5 years

5 years ago on this day my life changed forever.

It’s a bit of a blur, but moments of clear memory will still hit me every now and then. Earlier in the day I stood in the kitchen while the hospice nurse explained what to do if Jason’s breathing should turn to that tell tale rattle that meant death was near.  I think she knew that it would happen that day.  We said goodbye only to call her back a few hours later when everything changed.

Our final moment together, really together- him looking into my eyes, me standing over him holding on tight- it’s burned into my brain.  I hope it never leaves me, honestly.  He looked at me so intensely, and I told him it was okay to go, I would be okay, I remember saying those words, it’s okay, I will be okay.  He mouthed the words I love you and then he was gone.

I got to hold him as he died, I got to call our family and friends to surround him and speak words of love over him as he left us.  I have met many widows who didn’t get that moment.  I choose to be grateful for the chance to experience that with him.

It’s hitting me a little harder this year.  Maybe because 5 years feels like a bit more of a milestone.  Maybe because it’s a Friday again, and every hour I am hit with another memory of that day I didn’t know I’d forgotten.

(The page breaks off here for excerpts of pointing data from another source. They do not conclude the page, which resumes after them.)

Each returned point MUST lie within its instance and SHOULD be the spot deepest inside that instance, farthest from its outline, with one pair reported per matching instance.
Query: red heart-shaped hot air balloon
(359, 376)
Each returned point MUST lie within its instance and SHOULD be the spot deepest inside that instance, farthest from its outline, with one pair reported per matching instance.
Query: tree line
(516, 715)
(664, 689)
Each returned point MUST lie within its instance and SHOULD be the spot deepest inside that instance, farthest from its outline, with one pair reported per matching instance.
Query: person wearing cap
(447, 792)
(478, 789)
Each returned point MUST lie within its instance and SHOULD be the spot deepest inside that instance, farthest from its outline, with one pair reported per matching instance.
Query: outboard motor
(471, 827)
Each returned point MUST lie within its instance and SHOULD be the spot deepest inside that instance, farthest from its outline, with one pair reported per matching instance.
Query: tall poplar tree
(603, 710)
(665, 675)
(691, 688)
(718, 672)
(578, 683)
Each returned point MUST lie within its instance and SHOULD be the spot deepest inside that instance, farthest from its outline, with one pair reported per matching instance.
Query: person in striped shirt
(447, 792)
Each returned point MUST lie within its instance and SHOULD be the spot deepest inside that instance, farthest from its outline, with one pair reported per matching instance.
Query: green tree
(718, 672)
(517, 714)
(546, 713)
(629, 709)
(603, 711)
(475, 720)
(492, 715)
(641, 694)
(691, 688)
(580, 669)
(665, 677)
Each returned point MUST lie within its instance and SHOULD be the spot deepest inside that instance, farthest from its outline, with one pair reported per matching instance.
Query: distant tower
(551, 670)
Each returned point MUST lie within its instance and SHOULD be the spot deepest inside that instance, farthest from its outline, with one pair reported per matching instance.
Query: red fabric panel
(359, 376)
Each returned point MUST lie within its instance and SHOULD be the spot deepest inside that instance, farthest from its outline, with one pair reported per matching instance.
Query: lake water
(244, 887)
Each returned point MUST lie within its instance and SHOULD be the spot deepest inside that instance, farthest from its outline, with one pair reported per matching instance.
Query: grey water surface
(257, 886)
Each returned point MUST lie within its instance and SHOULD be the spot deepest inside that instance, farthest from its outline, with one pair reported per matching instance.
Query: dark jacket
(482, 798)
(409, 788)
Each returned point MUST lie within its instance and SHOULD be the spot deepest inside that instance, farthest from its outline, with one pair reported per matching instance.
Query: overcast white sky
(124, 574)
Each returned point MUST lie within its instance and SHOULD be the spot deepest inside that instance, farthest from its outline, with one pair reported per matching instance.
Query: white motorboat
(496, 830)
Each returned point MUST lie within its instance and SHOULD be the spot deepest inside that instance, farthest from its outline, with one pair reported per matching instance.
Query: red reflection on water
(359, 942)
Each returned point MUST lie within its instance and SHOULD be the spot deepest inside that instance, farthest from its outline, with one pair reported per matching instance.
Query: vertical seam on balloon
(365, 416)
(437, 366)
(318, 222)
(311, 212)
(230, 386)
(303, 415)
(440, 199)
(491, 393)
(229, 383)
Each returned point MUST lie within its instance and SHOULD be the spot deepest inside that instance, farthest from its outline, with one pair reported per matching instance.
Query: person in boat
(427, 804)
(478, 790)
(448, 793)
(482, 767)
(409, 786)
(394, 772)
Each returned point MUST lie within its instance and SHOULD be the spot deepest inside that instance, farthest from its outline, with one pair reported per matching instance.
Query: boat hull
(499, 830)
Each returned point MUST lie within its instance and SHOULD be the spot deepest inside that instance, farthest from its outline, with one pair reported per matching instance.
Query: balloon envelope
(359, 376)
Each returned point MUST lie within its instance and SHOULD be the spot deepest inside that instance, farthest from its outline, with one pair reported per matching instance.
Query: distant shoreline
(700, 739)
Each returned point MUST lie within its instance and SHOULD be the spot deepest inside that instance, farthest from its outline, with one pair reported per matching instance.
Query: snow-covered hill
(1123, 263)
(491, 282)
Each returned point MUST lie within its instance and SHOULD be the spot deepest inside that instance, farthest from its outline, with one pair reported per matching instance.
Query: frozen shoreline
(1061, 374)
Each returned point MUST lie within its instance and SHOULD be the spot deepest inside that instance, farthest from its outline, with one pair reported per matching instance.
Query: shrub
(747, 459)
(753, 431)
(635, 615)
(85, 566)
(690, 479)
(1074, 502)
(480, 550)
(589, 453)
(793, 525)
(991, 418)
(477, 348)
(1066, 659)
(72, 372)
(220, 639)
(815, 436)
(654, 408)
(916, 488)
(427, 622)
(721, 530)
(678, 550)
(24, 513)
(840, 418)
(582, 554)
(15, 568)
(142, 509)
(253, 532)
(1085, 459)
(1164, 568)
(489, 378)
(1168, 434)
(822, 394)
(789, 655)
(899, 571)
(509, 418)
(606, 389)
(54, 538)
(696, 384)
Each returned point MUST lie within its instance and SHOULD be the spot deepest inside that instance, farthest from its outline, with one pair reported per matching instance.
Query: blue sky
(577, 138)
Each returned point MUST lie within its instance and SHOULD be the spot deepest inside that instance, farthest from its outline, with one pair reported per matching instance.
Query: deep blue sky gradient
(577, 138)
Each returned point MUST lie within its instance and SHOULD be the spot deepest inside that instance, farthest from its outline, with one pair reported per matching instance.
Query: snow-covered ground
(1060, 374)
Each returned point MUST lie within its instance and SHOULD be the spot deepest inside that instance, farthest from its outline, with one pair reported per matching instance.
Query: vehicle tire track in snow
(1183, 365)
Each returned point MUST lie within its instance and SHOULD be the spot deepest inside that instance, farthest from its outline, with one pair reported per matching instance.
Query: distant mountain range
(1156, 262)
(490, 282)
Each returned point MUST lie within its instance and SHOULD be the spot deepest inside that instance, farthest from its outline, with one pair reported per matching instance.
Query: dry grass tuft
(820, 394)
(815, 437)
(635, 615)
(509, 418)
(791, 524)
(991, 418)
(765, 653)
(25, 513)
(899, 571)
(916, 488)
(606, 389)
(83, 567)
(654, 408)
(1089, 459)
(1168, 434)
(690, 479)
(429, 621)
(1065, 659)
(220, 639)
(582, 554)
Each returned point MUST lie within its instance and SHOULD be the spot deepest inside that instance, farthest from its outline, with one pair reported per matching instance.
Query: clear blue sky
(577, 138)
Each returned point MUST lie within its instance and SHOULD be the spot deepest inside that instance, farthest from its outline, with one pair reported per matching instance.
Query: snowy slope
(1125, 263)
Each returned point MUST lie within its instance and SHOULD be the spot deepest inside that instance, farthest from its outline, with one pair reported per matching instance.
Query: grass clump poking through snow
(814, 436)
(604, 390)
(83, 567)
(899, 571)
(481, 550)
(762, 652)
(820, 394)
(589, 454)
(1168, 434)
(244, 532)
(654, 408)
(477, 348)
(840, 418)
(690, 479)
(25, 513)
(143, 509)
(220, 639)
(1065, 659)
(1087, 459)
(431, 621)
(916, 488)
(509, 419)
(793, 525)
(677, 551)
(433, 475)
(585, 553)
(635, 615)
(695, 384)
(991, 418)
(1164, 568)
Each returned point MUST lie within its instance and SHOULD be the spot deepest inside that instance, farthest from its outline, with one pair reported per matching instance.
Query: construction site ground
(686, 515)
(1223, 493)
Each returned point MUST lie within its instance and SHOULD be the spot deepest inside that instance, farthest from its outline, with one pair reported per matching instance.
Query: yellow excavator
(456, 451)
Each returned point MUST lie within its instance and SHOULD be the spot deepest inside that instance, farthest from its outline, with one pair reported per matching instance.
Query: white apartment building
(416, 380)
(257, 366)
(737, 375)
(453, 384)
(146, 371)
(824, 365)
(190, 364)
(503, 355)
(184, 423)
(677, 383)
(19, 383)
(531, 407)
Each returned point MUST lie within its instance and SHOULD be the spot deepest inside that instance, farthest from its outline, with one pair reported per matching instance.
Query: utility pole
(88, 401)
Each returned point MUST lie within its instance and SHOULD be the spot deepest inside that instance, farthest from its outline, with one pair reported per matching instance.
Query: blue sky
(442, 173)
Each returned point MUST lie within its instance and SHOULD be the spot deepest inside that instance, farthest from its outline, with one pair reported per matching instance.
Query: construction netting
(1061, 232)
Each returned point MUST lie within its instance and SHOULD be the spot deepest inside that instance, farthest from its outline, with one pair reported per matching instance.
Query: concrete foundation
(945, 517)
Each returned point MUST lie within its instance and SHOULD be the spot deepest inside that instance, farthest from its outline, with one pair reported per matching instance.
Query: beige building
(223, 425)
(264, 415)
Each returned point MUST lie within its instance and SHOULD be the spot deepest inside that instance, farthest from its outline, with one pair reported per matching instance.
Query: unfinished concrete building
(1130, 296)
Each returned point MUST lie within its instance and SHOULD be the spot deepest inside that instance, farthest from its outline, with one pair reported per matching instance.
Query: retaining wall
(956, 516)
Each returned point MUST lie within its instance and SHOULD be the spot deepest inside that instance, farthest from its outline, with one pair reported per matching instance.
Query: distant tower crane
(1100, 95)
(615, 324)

I’d love to know what he thinks about what I’ve chosen to do with these last 5 years.  I know he is proud.  I know he watches over me, I feel his presence as I stretch myself and grow through the pain of losing him.  I know he has had a hand in the path I’ve followed.  My loving husband, our beautiful son, I can’t help but believe he is sending me these gifts. 

I am a different person today than I was 5 years ago, and I’m very proud of that.  Death is hard. Grief is immense and complicated.  There is no end to a grief journey, I am not over Jason’s death, I will never be.  Our life together, the experience of living with cancer, and the crushing pain of losing him is always going to be in my heart.

That’s why I have to embrace the perspective it gives me as I continue to live.  I feel like it’s a way I can honor him, and our 15 years together.  Sometimes, when I’m working out and my heart is pounding away, I can’t help but cry.  I am alive, just that heartbeat is amazing. I am grateful for the ability to appreciate the simple things in a deeper way.  The serenity of an evening stroll with my little family.  The pure joy in the laughter of my son.  The blessing it is to be in love, to be loved, and to give love.

Sometimes the complexities of being a widow are overwhelming. It’s complicated to love my life now so deeply, to adore my husband and cherish our son with my whole heart, yet always wonder what would have been.  What box do I check on forms? Married? Widowed? I am both. I am loyal to both lives, to both loves. 

I’ve been coming back to this all day trying to find a way to wrap up my thoughts and nothing seems just right. But maybe that’s fitting. This day, the five year anniversary, doesn’t represent the end of anything, certainly not the end of my heart missing Jason.  In so many ways my life began again as I learned to live the last five years. I can’t help but end with my favorite quote: 

“It’s not the length of life, but the depth of life.” Ralph Waldo Emerson 

Do that with me please, to honor Jason. Live. Live fully, live deeply. Just live.